Saturday, September 03, 2005

Where is your home?

As I've watched the news this week and seen the pictures of the destruction of Hurricane Katrina, I've thought a lot about the concept of "home". What is "home" anyway?
My mom and I have discussed this idea many times, and we usually disagree- which is fine! (I love that we all have unique perceptions of the world) For example, Mom believes that home is where your family is. Dictionary.com offers several options (click the link to see those). But I've still struggled to come up with my own definition. I grew up in the suburbs of New Orleans, but my parents moved from there when I was in college, so now I go "home" to a town I never lived in myself. Sometimes I feel like my grandmother's house in north Louisiana is more "home" to me, simply because I've spent more time there with my whole family, and that's where we've gone for years. I have joked a lot about being a nomad the past few years, a wanderer without a home.

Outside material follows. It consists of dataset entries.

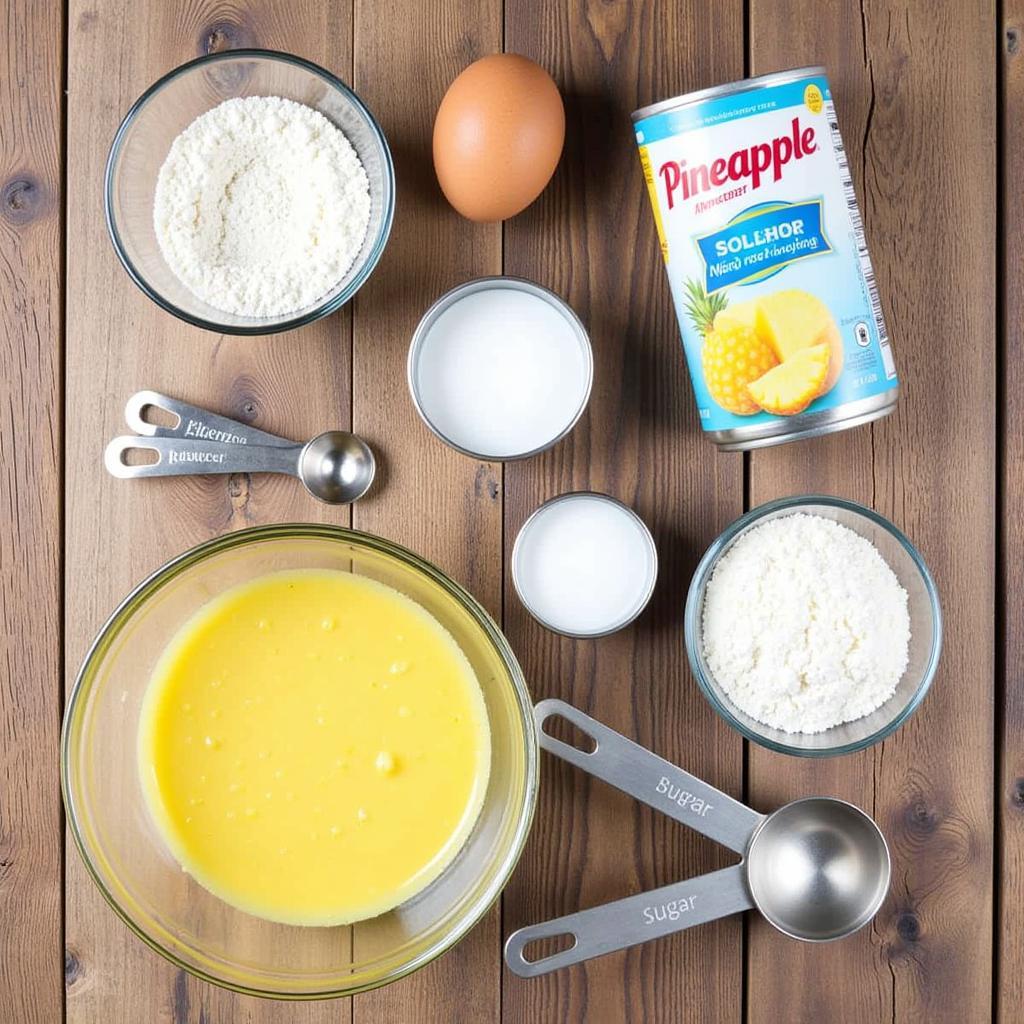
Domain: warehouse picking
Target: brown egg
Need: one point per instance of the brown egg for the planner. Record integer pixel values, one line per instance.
(498, 136)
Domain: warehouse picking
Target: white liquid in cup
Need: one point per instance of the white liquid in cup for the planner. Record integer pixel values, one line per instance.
(502, 372)
(584, 564)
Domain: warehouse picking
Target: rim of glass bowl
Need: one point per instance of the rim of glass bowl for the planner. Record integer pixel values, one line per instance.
(316, 312)
(152, 584)
(692, 632)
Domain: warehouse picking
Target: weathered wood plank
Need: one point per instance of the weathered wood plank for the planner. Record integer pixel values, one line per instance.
(591, 239)
(913, 93)
(444, 506)
(1010, 925)
(118, 341)
(31, 542)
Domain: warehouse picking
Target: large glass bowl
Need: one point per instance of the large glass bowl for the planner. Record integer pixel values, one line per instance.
(127, 857)
(167, 108)
(926, 630)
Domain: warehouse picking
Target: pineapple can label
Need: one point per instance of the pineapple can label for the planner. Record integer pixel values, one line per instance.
(763, 242)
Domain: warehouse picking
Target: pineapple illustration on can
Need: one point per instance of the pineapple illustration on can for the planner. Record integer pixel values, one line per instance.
(764, 245)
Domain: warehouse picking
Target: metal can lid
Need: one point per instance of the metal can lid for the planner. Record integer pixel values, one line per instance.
(584, 564)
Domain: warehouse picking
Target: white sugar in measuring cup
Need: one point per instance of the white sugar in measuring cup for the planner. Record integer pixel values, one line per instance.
(500, 369)
(816, 868)
(584, 564)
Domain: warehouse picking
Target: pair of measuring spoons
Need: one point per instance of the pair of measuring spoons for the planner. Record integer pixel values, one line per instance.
(336, 467)
(816, 868)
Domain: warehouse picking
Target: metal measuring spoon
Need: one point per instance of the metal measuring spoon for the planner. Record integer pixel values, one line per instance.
(817, 868)
(336, 467)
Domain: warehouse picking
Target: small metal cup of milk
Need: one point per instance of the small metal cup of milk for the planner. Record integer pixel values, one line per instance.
(500, 369)
(584, 564)
(764, 246)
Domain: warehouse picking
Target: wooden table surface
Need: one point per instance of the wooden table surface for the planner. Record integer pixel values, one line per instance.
(930, 98)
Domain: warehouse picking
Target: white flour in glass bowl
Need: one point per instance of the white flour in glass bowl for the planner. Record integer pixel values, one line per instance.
(261, 206)
(805, 625)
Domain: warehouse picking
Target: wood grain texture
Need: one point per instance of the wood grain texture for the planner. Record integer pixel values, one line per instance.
(1010, 792)
(591, 239)
(31, 549)
(913, 93)
(444, 506)
(119, 341)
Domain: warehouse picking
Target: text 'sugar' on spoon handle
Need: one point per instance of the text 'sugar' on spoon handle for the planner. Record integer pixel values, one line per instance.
(195, 423)
(649, 778)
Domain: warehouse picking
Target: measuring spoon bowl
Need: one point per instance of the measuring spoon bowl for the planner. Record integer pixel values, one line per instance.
(194, 422)
(818, 868)
(646, 777)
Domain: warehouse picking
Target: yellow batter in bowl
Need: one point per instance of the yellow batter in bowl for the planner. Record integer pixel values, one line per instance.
(313, 747)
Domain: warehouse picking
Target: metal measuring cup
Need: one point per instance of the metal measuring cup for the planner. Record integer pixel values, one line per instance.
(336, 466)
(816, 868)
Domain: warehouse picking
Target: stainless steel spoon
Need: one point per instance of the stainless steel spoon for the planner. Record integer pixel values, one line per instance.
(337, 467)
(817, 868)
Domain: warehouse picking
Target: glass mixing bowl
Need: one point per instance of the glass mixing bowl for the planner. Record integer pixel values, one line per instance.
(926, 630)
(127, 857)
(167, 108)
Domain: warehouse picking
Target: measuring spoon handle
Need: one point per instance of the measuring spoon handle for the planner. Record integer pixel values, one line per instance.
(628, 922)
(183, 457)
(647, 777)
(195, 423)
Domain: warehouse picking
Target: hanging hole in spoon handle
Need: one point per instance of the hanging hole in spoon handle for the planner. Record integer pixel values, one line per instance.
(194, 422)
(651, 779)
(629, 922)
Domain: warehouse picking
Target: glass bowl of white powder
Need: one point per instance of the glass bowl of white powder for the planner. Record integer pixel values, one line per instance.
(249, 192)
(813, 626)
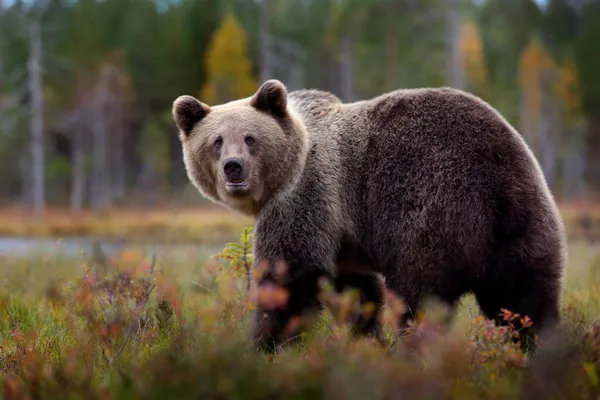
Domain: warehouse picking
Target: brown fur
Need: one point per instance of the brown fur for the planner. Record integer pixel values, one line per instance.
(430, 188)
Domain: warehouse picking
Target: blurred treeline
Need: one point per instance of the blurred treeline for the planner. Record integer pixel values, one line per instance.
(86, 86)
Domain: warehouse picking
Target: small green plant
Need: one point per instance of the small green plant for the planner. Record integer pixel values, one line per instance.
(240, 257)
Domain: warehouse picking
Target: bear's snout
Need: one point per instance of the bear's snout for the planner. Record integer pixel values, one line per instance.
(234, 169)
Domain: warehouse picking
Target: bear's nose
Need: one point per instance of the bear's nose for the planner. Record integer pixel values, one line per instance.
(233, 168)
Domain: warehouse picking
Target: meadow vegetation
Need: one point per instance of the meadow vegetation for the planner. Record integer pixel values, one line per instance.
(144, 326)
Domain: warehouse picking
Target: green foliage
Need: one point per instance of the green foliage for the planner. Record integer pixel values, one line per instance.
(240, 257)
(131, 328)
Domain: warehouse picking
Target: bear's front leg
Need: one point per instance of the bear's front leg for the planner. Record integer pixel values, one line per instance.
(282, 304)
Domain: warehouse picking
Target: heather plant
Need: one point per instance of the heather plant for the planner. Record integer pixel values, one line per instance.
(139, 327)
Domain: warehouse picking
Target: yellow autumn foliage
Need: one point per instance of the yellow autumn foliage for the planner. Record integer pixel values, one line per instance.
(534, 61)
(471, 49)
(229, 70)
(566, 86)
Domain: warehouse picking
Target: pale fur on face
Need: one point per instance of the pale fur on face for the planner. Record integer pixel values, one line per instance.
(274, 158)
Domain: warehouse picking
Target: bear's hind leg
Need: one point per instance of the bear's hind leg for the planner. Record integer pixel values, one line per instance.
(530, 293)
(371, 287)
(282, 308)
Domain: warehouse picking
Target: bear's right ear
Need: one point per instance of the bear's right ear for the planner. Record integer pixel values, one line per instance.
(187, 112)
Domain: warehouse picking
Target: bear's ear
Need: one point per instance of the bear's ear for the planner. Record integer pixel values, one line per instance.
(271, 97)
(187, 112)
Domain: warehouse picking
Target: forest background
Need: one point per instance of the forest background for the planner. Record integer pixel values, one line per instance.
(86, 86)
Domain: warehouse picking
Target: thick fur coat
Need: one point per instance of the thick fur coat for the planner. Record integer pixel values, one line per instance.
(430, 189)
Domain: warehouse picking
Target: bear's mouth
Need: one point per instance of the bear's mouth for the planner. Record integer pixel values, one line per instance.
(236, 185)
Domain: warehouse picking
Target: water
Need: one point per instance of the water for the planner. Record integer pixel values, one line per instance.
(77, 247)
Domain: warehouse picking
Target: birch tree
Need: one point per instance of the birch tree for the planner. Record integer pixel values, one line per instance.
(34, 69)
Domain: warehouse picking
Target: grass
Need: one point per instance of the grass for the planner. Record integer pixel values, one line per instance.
(137, 328)
(207, 224)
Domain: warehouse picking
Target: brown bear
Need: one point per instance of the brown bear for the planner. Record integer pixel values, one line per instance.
(430, 188)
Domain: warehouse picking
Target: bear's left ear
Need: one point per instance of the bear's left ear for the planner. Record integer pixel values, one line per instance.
(187, 112)
(271, 97)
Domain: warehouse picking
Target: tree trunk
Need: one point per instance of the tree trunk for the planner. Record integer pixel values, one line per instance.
(265, 40)
(100, 161)
(79, 170)
(37, 114)
(346, 69)
(456, 72)
(118, 152)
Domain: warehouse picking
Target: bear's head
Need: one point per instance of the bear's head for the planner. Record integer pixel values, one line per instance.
(244, 152)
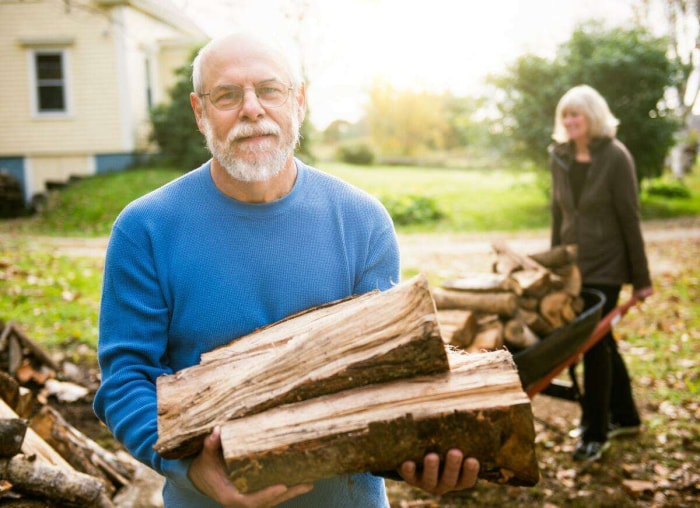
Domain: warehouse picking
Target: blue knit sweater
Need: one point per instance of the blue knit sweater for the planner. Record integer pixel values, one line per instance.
(189, 269)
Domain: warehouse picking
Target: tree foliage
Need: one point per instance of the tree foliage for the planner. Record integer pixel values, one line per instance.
(629, 67)
(174, 128)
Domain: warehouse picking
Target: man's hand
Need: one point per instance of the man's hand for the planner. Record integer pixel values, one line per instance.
(458, 474)
(208, 473)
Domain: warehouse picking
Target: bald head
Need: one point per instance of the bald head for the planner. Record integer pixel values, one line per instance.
(243, 48)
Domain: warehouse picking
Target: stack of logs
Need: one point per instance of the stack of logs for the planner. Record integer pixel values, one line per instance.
(44, 460)
(524, 299)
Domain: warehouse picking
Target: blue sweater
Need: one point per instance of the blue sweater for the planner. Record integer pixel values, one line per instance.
(189, 269)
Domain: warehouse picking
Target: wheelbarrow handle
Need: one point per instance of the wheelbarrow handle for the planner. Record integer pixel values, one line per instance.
(604, 326)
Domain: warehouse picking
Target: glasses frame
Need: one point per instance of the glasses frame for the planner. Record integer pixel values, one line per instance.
(255, 90)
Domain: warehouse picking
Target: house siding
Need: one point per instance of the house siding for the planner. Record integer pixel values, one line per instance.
(105, 46)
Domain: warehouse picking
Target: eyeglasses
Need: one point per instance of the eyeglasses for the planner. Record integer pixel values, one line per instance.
(270, 94)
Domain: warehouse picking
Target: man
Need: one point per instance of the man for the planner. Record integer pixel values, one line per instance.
(247, 239)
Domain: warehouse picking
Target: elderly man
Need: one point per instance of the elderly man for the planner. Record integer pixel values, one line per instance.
(250, 237)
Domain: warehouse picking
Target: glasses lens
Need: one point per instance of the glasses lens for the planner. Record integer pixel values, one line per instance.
(272, 94)
(226, 97)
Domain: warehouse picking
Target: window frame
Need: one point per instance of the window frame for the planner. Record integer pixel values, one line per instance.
(34, 84)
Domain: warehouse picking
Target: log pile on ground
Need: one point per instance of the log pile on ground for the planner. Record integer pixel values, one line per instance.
(524, 299)
(354, 386)
(44, 460)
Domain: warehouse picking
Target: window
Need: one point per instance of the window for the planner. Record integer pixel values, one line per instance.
(50, 82)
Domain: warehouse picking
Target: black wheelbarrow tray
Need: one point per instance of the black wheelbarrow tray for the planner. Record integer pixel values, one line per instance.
(539, 364)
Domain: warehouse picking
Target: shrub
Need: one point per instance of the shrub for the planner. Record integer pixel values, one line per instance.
(406, 210)
(357, 153)
(671, 188)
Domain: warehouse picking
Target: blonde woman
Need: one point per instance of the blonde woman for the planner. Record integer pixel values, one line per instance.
(595, 205)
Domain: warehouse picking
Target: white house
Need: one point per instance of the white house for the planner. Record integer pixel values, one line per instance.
(78, 78)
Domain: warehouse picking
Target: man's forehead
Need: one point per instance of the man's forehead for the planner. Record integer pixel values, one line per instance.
(244, 54)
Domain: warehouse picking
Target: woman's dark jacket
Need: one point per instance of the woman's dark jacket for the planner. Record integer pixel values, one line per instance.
(606, 224)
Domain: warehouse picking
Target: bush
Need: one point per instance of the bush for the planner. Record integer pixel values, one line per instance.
(358, 153)
(406, 210)
(671, 188)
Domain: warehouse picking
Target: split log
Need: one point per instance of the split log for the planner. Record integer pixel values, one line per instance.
(535, 322)
(33, 445)
(483, 282)
(65, 487)
(553, 307)
(457, 327)
(518, 335)
(81, 452)
(532, 282)
(12, 431)
(478, 407)
(369, 339)
(561, 255)
(525, 262)
(504, 304)
(489, 338)
(9, 390)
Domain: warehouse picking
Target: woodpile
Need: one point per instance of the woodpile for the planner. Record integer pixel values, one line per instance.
(44, 460)
(524, 299)
(359, 385)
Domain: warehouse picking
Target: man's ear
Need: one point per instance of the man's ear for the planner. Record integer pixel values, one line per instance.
(300, 97)
(197, 108)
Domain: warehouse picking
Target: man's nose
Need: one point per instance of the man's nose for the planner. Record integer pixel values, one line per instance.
(251, 107)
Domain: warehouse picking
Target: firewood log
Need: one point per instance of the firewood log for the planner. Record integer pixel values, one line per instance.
(478, 407)
(535, 322)
(489, 338)
(457, 326)
(12, 431)
(561, 255)
(65, 487)
(534, 283)
(483, 282)
(33, 445)
(369, 339)
(504, 304)
(518, 335)
(85, 455)
(552, 307)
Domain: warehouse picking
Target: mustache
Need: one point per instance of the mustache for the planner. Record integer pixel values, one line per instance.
(265, 127)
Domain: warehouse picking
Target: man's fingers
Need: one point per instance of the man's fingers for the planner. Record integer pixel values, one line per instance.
(451, 472)
(470, 474)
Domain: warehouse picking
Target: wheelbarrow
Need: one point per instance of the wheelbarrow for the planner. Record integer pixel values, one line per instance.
(540, 364)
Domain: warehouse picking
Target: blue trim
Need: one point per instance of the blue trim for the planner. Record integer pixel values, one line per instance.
(112, 162)
(15, 167)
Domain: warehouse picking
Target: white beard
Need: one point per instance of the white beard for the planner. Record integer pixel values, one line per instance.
(263, 163)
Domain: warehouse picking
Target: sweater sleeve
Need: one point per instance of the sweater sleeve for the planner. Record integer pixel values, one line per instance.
(626, 200)
(381, 268)
(132, 352)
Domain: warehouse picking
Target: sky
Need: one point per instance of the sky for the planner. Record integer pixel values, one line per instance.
(435, 45)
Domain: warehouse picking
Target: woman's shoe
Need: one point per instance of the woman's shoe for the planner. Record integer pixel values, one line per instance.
(589, 451)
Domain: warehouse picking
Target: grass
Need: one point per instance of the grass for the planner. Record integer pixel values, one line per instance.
(471, 200)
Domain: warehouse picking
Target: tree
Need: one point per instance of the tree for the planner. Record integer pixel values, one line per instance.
(629, 67)
(174, 127)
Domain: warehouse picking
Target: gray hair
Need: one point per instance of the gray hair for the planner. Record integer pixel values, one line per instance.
(282, 51)
(585, 99)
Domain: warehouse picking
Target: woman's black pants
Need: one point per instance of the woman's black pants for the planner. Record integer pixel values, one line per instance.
(606, 384)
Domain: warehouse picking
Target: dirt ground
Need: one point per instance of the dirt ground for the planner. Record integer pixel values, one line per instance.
(444, 256)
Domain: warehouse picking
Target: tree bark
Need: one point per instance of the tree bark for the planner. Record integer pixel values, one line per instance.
(55, 483)
(478, 407)
(370, 339)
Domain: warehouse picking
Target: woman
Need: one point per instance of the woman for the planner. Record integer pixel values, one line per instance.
(595, 205)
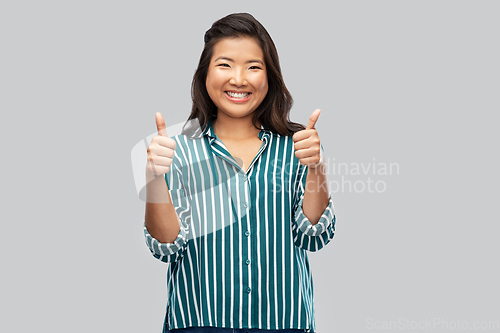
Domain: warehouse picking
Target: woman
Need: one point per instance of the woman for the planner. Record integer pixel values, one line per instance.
(239, 218)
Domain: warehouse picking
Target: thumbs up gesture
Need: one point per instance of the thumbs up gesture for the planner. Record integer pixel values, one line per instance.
(307, 144)
(161, 150)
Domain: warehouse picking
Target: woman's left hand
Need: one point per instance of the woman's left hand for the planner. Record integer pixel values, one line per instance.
(307, 144)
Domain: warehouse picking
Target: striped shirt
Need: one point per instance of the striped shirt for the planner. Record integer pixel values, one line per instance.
(240, 259)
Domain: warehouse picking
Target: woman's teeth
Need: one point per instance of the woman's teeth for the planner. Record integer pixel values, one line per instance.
(238, 95)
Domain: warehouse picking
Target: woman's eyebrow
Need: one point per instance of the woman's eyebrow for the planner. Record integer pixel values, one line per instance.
(229, 59)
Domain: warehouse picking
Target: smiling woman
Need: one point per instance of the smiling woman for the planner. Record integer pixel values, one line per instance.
(237, 79)
(240, 220)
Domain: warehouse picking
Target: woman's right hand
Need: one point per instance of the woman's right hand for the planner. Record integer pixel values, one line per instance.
(161, 151)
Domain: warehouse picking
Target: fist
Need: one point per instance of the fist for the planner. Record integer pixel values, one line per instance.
(161, 150)
(307, 144)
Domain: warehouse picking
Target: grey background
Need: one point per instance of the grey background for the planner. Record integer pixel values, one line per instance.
(408, 82)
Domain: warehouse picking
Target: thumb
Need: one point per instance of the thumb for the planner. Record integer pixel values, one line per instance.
(313, 119)
(160, 125)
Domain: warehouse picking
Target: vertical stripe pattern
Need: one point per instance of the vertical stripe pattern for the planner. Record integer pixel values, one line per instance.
(240, 259)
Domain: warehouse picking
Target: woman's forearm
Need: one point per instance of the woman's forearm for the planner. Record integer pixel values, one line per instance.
(161, 218)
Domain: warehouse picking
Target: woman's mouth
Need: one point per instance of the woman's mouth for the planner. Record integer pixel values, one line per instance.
(238, 96)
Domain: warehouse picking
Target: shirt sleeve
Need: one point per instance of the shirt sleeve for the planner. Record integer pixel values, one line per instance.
(306, 235)
(172, 252)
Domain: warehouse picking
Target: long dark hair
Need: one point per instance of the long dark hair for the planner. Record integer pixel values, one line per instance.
(274, 111)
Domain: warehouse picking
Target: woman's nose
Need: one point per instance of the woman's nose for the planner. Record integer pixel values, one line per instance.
(238, 79)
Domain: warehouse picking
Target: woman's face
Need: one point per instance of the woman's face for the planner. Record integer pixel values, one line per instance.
(237, 76)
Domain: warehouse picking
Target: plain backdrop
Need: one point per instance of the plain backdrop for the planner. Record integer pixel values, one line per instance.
(413, 83)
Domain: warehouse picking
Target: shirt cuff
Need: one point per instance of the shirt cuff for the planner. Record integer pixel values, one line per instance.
(306, 227)
(165, 249)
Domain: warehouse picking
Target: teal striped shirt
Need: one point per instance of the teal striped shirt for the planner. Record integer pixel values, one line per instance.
(240, 259)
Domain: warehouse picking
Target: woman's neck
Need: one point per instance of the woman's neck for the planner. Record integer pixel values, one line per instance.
(235, 128)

But no matter what, New Orleans was always where I grew up. I haven't gone there much since my parents moved, but my roots were there.
All that to say, it's been hard seeing the images we have this week. My "home", as I knew it, will never be the same again. The city will be rebuilt, but it won't be familiar anymore. So will it still feel like "home"?
Sure, home matters, and roots matter. The history of my life and where I came from will never change, and my past has definitely shaped who I am today. It's that way for all of us. At the same time, though, I'm a much different person now than I used to be, and I definitely don't want to dwell on my old self. So, I'm back at the question, where is my home?
For we know that if the earthly tent which is our house is torn down, we have a home from God, a house not made with hands, eternal in the heavens. 2 Corinthians 5:1

Essentially, when it all comes down, that's the only home that matters. The mansion that Jesus went ahead to prepare for us, that's home, and it will never be hit by a hurricane or looted or even fade. This life is not the goal; it's just the journey to get us there. And yes, the journey is bumpy and difficult at times, and often you can't see very far down the road you're travelling. It's ok! So what's the answer? Hurricane Katrina may have demolished the city where I was born and spent my childhood, but that doesn't change who I used to be, or who I've become. And it sure doesn't change my ultimate home. After all, I'm not even there yet.